November 18, 2009
Cosby and Obama
Throughout this past dreary year, while doggedly fighting against POTUS Obama, I have fended off accusations of racism with my standard ten-word refutation: "I would be delighted if Bill Cosby had become president."
Dr. Cosby has a far more impressive record than Obama. He earned his doctorate, an Ed.D. from the University of Massachusetts, with legitimate research work and a dissertation. Unlike Obama, his résumé would never fit on the back of a postage stamp. He has won four Emmys and nine Grammys; published eleven books; and received eleven honorary degrees, a Presidential Medal of Freedom, and a Bob Hope Humanitarian Award. He successfully managed a complex multimedia career. He has outspokenly campaigned for reforms in family structure and educational responsibility within the black community while retaining the respect of black leaders such as Jesse Jackson. Thus, in terms of Parkinsonian criteria for a job, Cosby has demonstrated executive ability, focused and persistent energy, charisma, idealism, honesty, and bravery -- all much-needed qualifications for high public office.
And he is also funny, often wildly and wackily so, but always with that basis of common sense and sound moral principle that has earned him the love and respect of the public. Therefore, last month, when he was finally awarded the twelfth Mark Twain Prize for American Humor [1], everyone felt it was long overdue [2]. His acceptance speech, for which he did not need the aid of a teleprompter, was brief, gracious, studded with delightful anecdotes, and devoid of either vanity or false modesty. He bragged happily, "even my wife said I was funny."

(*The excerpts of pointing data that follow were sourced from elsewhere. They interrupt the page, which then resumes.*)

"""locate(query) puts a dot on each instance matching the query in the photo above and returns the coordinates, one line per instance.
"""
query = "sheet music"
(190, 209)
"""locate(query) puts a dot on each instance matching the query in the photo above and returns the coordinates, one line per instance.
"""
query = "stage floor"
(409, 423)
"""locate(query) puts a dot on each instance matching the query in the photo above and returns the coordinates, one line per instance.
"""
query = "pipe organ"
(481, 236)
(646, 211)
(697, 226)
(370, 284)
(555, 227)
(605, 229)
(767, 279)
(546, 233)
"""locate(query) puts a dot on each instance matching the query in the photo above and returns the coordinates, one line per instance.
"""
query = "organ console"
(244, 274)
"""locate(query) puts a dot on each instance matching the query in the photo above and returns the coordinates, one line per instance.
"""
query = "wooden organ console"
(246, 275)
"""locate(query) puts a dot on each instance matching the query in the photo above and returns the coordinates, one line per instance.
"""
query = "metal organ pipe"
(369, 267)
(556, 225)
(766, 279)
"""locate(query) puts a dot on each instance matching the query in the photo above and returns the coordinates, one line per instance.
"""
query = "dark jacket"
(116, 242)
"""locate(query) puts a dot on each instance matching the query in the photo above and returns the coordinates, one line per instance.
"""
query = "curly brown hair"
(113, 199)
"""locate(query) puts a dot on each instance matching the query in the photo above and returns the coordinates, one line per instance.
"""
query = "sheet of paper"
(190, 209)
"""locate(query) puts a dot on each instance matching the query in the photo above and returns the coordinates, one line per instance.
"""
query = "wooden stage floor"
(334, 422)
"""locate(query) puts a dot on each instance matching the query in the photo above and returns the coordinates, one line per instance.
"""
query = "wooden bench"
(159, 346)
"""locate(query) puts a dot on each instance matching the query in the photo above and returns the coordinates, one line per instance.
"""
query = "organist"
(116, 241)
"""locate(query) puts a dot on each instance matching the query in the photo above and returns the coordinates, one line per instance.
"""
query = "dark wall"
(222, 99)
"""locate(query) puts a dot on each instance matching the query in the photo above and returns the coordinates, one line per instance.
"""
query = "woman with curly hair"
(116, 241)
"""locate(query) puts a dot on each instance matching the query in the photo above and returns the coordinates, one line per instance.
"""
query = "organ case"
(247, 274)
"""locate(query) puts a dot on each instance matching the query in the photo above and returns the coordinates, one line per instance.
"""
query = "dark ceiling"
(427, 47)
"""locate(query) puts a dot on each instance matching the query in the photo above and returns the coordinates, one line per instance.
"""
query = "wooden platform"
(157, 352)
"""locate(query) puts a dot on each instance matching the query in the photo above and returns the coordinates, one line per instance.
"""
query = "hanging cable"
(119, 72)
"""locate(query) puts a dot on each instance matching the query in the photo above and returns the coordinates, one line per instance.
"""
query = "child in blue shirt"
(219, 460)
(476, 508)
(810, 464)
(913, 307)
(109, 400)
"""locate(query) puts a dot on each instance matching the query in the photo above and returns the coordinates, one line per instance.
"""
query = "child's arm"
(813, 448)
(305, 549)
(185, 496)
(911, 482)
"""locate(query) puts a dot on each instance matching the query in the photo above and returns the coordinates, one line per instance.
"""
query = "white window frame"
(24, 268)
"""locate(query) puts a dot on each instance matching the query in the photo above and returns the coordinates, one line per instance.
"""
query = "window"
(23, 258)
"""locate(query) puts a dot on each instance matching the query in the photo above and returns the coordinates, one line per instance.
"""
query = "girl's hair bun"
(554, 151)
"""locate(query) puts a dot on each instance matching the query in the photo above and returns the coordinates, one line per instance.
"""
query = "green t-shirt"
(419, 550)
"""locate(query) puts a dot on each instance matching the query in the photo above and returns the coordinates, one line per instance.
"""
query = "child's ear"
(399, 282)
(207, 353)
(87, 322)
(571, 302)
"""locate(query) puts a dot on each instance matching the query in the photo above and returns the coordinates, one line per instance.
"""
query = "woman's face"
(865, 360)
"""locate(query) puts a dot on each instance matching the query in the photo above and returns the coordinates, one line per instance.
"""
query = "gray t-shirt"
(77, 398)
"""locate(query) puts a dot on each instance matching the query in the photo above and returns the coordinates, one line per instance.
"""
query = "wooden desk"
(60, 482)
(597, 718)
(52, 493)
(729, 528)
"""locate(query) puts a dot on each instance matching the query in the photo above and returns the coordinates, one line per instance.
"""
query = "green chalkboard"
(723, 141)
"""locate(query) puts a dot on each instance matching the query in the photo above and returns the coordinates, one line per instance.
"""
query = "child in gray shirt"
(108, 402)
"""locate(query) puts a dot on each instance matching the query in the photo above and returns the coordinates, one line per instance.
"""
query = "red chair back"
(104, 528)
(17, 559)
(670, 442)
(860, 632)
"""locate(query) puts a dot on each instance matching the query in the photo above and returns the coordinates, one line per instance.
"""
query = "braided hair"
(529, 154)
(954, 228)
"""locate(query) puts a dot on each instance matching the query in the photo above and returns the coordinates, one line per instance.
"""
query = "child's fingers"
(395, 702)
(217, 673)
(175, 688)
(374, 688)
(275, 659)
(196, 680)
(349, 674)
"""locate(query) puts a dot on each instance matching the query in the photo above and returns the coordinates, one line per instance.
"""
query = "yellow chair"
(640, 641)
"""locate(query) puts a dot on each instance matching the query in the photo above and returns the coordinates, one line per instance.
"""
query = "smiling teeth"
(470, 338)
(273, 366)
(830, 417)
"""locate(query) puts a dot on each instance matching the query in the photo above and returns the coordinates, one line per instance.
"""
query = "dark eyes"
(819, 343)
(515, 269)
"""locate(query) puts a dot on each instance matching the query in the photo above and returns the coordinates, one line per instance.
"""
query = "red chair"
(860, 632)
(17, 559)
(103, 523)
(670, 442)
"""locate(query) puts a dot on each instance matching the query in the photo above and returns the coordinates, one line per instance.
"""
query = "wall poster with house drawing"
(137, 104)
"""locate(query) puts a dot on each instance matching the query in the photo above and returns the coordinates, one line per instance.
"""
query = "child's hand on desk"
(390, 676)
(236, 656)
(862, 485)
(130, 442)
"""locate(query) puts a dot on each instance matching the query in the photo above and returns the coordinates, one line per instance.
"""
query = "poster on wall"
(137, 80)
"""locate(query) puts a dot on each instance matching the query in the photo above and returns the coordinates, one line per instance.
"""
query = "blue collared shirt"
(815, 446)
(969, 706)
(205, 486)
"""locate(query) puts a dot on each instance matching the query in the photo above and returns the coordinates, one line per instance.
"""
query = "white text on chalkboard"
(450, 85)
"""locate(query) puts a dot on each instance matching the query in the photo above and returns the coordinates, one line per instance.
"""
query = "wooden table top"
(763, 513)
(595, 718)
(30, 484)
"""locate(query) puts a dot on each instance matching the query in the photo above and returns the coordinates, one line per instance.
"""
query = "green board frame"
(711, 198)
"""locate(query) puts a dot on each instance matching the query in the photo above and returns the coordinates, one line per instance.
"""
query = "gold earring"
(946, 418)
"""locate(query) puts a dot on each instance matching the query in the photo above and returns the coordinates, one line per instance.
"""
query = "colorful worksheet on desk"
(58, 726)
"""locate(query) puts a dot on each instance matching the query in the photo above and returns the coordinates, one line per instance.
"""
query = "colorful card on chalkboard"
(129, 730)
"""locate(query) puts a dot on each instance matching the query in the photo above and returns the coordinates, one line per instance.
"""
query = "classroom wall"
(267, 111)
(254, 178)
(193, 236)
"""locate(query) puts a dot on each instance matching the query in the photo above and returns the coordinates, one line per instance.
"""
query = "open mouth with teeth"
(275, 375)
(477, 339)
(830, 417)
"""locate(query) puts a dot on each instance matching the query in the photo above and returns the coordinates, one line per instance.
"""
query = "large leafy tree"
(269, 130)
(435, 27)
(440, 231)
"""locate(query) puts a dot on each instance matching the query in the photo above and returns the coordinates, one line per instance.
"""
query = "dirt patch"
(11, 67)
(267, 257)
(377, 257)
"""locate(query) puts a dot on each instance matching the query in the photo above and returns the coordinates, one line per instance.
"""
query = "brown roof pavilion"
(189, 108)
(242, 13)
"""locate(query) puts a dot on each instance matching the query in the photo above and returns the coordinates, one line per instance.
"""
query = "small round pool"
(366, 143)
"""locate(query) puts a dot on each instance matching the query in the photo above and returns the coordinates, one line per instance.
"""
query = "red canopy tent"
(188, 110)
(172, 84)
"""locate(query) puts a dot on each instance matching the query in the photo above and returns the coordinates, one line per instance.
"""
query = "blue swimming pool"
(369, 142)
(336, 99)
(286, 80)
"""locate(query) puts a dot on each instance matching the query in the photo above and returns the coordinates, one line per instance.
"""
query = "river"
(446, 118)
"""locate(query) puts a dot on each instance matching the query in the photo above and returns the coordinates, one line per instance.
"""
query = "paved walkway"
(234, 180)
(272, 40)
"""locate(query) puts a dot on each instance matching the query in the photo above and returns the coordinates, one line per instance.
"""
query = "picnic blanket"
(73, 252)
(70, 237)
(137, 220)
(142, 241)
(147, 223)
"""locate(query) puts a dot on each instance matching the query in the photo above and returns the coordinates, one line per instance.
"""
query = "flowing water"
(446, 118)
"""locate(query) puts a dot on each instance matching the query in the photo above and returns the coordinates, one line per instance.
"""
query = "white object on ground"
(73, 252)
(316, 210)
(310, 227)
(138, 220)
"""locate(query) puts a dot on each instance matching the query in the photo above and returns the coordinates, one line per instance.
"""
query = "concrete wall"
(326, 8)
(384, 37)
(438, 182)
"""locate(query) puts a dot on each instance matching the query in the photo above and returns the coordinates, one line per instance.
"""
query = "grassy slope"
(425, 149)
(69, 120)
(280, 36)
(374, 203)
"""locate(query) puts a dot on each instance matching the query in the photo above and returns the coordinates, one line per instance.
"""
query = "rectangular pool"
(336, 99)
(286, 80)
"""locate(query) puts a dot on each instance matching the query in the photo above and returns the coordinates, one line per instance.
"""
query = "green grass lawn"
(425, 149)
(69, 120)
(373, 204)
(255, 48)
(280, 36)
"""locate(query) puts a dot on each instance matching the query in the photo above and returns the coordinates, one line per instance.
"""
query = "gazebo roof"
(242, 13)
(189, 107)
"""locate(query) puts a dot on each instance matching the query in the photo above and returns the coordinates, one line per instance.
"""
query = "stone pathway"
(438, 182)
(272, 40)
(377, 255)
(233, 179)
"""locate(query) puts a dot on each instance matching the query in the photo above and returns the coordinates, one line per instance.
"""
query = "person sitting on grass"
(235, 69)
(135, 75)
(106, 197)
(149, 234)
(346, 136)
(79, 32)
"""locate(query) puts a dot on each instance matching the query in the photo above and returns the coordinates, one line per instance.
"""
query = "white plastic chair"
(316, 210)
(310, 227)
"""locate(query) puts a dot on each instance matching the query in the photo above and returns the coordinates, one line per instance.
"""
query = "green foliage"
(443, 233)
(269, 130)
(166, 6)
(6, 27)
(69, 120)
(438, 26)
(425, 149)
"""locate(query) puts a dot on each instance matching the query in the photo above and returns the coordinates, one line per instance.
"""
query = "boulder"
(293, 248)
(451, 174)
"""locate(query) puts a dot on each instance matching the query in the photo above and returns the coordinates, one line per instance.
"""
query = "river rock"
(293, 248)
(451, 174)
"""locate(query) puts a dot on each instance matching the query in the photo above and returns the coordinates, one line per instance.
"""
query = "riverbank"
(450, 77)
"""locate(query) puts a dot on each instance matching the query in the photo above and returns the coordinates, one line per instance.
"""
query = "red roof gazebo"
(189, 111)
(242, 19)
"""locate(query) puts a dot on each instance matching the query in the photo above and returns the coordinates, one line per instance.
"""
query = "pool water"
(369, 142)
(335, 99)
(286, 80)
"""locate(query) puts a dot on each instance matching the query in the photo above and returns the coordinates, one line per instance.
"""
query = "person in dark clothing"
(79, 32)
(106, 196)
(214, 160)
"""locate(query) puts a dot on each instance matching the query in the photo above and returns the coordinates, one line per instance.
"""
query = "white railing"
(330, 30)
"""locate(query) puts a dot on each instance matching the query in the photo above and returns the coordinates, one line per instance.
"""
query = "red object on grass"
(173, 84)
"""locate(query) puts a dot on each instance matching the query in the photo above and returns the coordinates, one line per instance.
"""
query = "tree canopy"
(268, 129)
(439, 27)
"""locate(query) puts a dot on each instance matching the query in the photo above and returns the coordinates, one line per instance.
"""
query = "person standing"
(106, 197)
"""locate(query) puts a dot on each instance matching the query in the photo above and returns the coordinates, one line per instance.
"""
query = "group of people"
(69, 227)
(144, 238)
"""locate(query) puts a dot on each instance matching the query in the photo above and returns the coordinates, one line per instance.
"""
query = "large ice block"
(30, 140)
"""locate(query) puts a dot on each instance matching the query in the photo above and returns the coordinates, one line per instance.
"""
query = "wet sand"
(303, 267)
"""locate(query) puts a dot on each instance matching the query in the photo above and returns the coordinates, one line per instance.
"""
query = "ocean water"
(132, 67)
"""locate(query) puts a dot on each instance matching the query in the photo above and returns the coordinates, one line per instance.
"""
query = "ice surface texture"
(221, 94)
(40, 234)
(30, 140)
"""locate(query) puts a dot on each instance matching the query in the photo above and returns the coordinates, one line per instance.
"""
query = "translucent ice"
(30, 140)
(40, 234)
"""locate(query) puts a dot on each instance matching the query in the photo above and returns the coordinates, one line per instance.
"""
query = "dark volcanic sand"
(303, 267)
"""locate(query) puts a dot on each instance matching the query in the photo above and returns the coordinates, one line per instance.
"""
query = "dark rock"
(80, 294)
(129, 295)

Not that Obama can't be funny. His speech about "the moment when the rise of the oceans began to slow and our planet began to heal" would have been hilarious as a Cosby rant; Obama just didn't put enough oomph into it. He's much better in his deadpan impersonation of a humorless snob trying to be funny à la Steve Carell in "The Office". That's the only way to make sense out of his bizarre announcement of the Fort Hood massacre or his laborious shtick on classical music. Notwithstanding the clumsiness of these sallies, Obama does have considerable potential as a comedian. He just needs better writers and a slightly more exaggerated delivery.
This strange juxtaposition of careers is reminiscent of the concept, frequently used by science fiction and fantasy writers, of parallel universes: an infinite set of alternative realities, envisioned as a bundle of parallel and/or branching timelines, each embodying a possible reality. A popular example is the movie "It's a Wonderful Life," in which George Bailey visits an alternative world in which he never existed.
It has even been suggested in hyperdimensional quantum theory that this concept may have physical validity [3]. If this is true, then perhaps, in some far-off but not too different alternative timeline, a beloved and effective President Cosby has just congratulated comedian Barack Obama on winning the Mark Twain prize. So if you'll excuse me, I think I'll go down to the cellar, tinker with my time machine, and try to get it to travel sideways.
NOTES:
[1] The award presentation took place at the Lincoln Center on October 24, but was not aired on PBS until November 4. The complete video can be found here.
[2] Cosby had in fact been offered the prize twice before but had refused it as a protest against the profanity and low moral tone of the inaugural presentation to Richard Pryor in 1998.
[3] Whether or not it is physically valid, the theory of parallel universes is obviously true in a psychological and perceptional sense. Each of us lives in a private universe that is significantly different from the universes of those around us, even (or especially) those who are nearest and dearest to us.